しかし定期借家で空室保証があるため、どうしても普通の賃貸相場より安い賃料に。
さらに、賃料がそのまま手取りになるわけではありません。
賃料から15%が運営費として差し引かれるため、実際の手取りは賃料の85%。
諸々の手続きを行なってもらえる代わりに、当然自分で管理するよりも手元に残るお金は少なくなります。
3年ごとに契約が終了する定期借家契約を使っているので、賃借人が居座ったり立ち退き料を請求される心配はありません。
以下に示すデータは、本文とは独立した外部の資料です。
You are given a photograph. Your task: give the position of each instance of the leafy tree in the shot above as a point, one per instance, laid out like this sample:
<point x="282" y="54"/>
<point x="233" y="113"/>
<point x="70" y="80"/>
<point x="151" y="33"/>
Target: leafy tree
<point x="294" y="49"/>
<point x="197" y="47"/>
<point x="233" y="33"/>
3年の定期借家契約終了時に戻ったり売却することもできます。
- 知名度が低い
集客力が弱い - 保証賃料が毎年見直される
次の年に値下がりする可能性 - 初期費用の負担
家主負担で改修工事が必要 - 15%の手数料
普通の賃料相場に比べると収入が低くなってしまう
申し込みまでの流れ
カウンセリングカードに記入し、郵送・FAXいずれかの方法でJTIまで送付。
JTIが認めた有資格者より、マイホーム借上げ制度についての詳しい説明を行います。現在の家の修繕・リフォームについてなど、移住・住みかえ全般に対する相談も可能。
JTI協賛事業者が、実際に建物を見たうえで賃料を査定。
申込手数料(18,700円/税込)を納付。このとき同時に、ハウジングライフプランナー資格保有者から、借上げのための建物賃貸借契約の内容について説明が行われます。
TIの借上げ基準に適合している住宅かどうかを判断するための調査です。費用は制度利用者の負担となります。調査は「耐震診断」と「劣化診断(建物の劣化や雨漏りなどの検査)」を行います。
建物診断の結果、必要な場合は工事を行います。費用は制度利用者の負担となります。
入居者が入居された日から借上賃料が支払われます。
申し込み後、建物診断の実施、改修工事、入居者の募集など、2〜3ヶ月ほどかかります。
検討するなら早めに準備することが必要です。